Chair of the Judges, Professor Kate Williams, said: “It’s a fantastic shortlist; exciting, vibrant, adventurous. We fell totally in love with these books and the amazing worlds they created. These books are fiction at its best – brilliant, courageous and utterly captivating.”
A completely immersive tale of two couples navigating middle class domesticity, parenthood and the unravelling confines of the settled-for life. Will the couple be torn apart by the pressures of expectation and lost hope? Or will they find what they need within each other? Allow Diana Evans’ sparkling prose to transport you into their lives in this relatable tale of love and dissatisfaction.
There is a lot of backstory, and for the first quarter of the novel it feels as though it isn’t going anywhere.

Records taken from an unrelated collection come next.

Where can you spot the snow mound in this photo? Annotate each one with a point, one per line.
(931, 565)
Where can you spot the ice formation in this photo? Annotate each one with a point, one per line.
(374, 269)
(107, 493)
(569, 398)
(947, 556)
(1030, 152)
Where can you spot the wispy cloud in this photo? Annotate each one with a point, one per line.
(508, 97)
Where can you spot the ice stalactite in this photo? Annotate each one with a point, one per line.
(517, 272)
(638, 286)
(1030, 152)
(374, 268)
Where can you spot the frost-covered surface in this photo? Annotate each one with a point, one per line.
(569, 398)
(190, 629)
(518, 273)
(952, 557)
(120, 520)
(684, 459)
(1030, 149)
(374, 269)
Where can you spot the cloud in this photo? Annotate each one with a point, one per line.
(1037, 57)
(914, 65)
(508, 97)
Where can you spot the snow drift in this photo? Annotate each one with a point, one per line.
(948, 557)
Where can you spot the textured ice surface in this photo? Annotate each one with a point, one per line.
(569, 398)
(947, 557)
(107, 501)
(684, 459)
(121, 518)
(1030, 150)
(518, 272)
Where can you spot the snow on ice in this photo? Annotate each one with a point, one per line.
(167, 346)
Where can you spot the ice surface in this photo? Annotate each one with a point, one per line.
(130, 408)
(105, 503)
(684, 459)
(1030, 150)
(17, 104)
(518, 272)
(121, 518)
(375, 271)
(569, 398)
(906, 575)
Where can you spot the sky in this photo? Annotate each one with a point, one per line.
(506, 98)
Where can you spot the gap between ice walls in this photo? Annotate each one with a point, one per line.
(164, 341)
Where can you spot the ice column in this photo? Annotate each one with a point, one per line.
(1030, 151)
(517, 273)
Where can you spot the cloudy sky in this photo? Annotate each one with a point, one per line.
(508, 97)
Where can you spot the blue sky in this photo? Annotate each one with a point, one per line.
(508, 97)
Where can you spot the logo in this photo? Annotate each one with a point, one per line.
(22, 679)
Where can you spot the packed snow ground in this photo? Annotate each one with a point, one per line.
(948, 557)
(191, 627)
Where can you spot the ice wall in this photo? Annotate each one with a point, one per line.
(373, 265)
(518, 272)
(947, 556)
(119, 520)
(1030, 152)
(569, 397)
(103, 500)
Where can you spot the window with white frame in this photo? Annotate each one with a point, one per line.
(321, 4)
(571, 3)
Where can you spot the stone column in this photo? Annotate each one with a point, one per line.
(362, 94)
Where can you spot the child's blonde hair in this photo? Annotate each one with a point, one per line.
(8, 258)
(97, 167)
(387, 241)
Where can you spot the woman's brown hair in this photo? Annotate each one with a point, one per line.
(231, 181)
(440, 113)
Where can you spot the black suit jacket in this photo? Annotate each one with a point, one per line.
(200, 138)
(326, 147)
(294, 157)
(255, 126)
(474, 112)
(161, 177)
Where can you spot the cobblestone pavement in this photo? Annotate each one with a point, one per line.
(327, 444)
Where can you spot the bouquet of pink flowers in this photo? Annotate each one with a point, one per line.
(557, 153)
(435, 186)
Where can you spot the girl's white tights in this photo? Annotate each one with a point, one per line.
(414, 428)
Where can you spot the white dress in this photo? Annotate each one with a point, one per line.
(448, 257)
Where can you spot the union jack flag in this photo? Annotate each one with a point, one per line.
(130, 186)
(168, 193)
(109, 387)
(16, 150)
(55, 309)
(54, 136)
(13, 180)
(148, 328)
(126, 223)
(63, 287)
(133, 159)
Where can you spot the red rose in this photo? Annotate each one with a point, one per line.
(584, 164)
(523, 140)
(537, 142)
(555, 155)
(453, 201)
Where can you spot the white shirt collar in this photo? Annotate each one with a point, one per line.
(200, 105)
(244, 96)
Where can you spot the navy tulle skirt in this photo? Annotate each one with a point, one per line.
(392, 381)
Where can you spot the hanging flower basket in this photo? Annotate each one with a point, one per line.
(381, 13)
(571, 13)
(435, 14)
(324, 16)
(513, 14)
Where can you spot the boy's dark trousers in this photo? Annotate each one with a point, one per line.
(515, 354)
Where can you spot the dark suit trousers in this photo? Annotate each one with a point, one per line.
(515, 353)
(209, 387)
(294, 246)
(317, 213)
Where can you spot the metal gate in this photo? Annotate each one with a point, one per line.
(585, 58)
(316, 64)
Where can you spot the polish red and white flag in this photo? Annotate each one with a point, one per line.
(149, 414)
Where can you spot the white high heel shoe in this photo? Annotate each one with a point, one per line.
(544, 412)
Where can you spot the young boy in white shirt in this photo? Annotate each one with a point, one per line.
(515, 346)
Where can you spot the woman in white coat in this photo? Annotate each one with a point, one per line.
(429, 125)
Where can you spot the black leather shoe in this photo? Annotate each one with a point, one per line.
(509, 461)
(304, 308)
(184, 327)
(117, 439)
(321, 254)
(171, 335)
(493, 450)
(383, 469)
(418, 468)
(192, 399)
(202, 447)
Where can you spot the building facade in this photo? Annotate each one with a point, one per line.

But even then, when the story is stuck in the past, Evans brings her characters out with verve and aplomb... The language Evans uses to introduce them and their world is casual, loose, glittering with detail and tossed-off characterisation... The energy and flow of Evans’ writing in describing contemporary life is one of the prime appeals of Ordinary People, a novel guided by its own soundtrack that’s available as a Spotify playlist. (The title comes from John Legend’s all-conquering 2004 song.) Occasionally exuberance overtakes sense and Evans’ desire not to use clichés makes the reader stumble... But the characters and plot take over, and the climax of the story pulls it in an entirely unexpected direction of sinister happenings, mental imbalance and a parent’s worst nightmares... In the end it’s the human story that wins the reader over and makes the plaudits seem deserved.
The novel’s title refers to a John Legend ballad about the struggle to keep a relationship alive once the initial passion subsides. Despite the Obama party that opens the novel and the fact that most of its central characters are black, “Ordinary People” doesn’t turn out to be the big, meaty social novel that the first pages promise, but a rambling, smallish drama of domesticity and its discontents...Searching, dissatisfied women have traditionally made fascinating heroines because they’ve challenged stultifying cultural scripts. But the most intriguing character in “Ordinary People” isn’t Melissa, chafing at constraints and looking for someone to blame. It’s cleareyed Stephanie, who has surveyed the options, chosen her life and accepted its limitations. Initially, her “aptitude for contentment” seems less seductive and mysterious than Melissa’s restlessness. By the end of this novel, it seems far more so.
Evans is a superb writer of emotional moments: how enchanting they are, how they both resist and inspire description. Being so engrossed in the here and now, the 300 pages of Ordinary People make a fairly distracted collective; the couples’ interactions are a little blandly alike, and there’s a subplot about a haunted house that never quite fits in. But Evans’s prose is always magnificent, composed and unshowy; it’s as if she measured each sentence, trimmed the excess weight, then fitted it into place
In his 2004 song “Ordinary People”, John Legend portrays the bittersweet stage of a romance past its first flush, when the mess of everyday life is setting in. “Passed the infatuation phase”, he sings, “Seems like we argue every day.” Diana Evans borrows his song’s title and theme for her exuberant third novel, about midlife relationship malaise. The shadow of marital breakdown loomed around the edges of her award-winning debut novel, 2005’s 26a, which was framed by the beginning and end of Charles and Diana’s marriage (as well as Diana’s funeral) in the first and last chapters.... And yet the soap-opera trajectory of Evans’s Ordinary People has a movie quality. It could easily be reimagined for the screen, though the film would not capture the sheer energy and effervescence of Evans’s funny, sad, magnificent prose.
As with loaded guns in Chekhov plays, it’s a fair bet that if a character looks forward to smoking his last cigarette then it will be crushed in his pocket as his wife lectures him about fitted sheets. Ordinary People is a very funny book. But you’d better like your comedy acrid, bitter and spicy... There are moments where the mundane gets too much due: three pages on the make-up section of Selfridges is enough for anyone; plus some of the male dialogue doesn’t ring true. But for the most part this is a reminder of the power that only the novel has: to show you a familiar world from someone else’s perspective. And to make you cringe to your very soul.